Le pickpockettisme est pratiqué par certains magiciens qui en font leur spécialité avec la complicité du public: cela devient alors une démonstration spectaculaire de dextérité et de bagout. Il faut en effet absolument contrôler sa future victime par son assurance et par un flot de paroles… Un Allemand Compars Herrmann (1816-1887) et son frère Alexander (1844-1896) en sont les précurseurs, avec une séquence de vol à la tire, au début du XX ème siècle. L’un des premiers du genre, un magicien anglais d’origine française Fred Brezin, à Londres en 1906, se présente comme The Original and first pickpocket. Suivi par l’Allemand Walter Sealtiel (1890-1948).
En 1929, un Hongrois Adolph Herczog (1896-1977), alias Dr. Giovanni, fit sensation en Angleterre en volant une épingle de cravate au Prince de Galles. Une vedette auprès du public populaire des boîtes de nuit aux États-Unis et dans le monde entier. Dans les années 1930, les pickpockets investissent les music-halls et Nissim, un prestidigitateur bulgare, défraya la chronique: il avait été pris en flagrant délit de vol dans le métro…
L’âge d’or a lieu après la seconde guerre mondiale. Avec le célèbre Serbe polyglotte Borislav Milojkowic (1921-1998), surnommé Borra, roi des pickpockets ou le voleur de Bagdad. Père du numéro de cette discipline et créateur d’un style archétypal, il se vantait d’avoir dévalisé Scotland Yard, Interpol et le F.B.I . Il fut vite une star des cirques en Europe, avec un numéro commençant par une chasse aux cigarettes agrémentée de ronds de fumée, suivie par un «déballage» d’objets que, déguisé en placeur, il avait volés au public qui entrait dans la salle.

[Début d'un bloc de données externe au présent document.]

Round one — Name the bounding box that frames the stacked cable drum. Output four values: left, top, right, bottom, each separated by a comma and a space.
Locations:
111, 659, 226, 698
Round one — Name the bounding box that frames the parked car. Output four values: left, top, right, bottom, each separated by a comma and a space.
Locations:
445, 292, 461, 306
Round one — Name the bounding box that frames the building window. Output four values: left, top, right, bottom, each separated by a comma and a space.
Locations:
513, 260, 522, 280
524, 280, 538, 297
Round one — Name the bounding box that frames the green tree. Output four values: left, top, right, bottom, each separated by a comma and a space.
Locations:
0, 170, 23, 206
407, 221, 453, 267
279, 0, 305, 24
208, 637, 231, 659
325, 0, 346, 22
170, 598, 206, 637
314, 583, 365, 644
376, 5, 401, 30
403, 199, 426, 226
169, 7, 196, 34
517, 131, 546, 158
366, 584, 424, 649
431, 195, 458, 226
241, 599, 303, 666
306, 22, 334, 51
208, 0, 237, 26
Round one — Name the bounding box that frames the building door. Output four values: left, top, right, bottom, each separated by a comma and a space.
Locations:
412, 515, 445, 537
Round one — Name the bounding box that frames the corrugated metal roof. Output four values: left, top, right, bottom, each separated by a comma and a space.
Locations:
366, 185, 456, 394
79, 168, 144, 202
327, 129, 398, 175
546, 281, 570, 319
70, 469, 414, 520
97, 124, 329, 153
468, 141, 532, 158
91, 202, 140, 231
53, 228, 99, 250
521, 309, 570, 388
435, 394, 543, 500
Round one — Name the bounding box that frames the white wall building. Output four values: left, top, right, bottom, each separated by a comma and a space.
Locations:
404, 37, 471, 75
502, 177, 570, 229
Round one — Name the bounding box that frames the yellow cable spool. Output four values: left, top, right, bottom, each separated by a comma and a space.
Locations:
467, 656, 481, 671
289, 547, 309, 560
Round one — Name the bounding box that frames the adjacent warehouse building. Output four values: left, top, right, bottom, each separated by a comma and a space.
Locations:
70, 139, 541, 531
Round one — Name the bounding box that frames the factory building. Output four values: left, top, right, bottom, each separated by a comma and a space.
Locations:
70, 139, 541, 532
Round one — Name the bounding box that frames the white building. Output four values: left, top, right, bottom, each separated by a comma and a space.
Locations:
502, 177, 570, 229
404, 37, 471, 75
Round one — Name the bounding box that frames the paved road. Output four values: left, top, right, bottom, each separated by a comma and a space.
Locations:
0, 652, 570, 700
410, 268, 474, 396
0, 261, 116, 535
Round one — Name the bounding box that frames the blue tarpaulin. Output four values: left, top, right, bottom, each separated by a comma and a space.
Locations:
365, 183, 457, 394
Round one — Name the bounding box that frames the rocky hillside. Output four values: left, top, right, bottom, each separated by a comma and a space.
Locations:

Pour un grand final, il faisait venir plusieurs personnes sur scène et de façon virtuose, les volait aussitôt…
En 1949, le Danois Tommy Iversen (1921-1984), alias Gentleman Jack et sa femme Maj-lis, «l’aristocrate des pickpockets » présentaient sur les cinq continents dans de nombreux grands cirques et spectacles de variété, un élégant numéro dans un style british très élégant. Dans les années cinquante, des Européens se font aussi connaître: Borra Junior, Alf Melander, Boris Borsuks, Mark Raffles… Au même moment aux États-Unis, Victor Perry, pratique le mentalisme, l’escapologie, l’hypnotisme. Et considéré comme le meilleur pickpocket au monde. Mais grâce à un autre Américain, Fred Revello, alias Ricki Dunn (1929-1999), la discipline se démocratise. Auteur d’un livre-référence sur le sujet, il a mené une longue carrière aux États-Unis, sous le nom de Mr. Pickpocket ou Le Premier pickpocket de l’Amérique.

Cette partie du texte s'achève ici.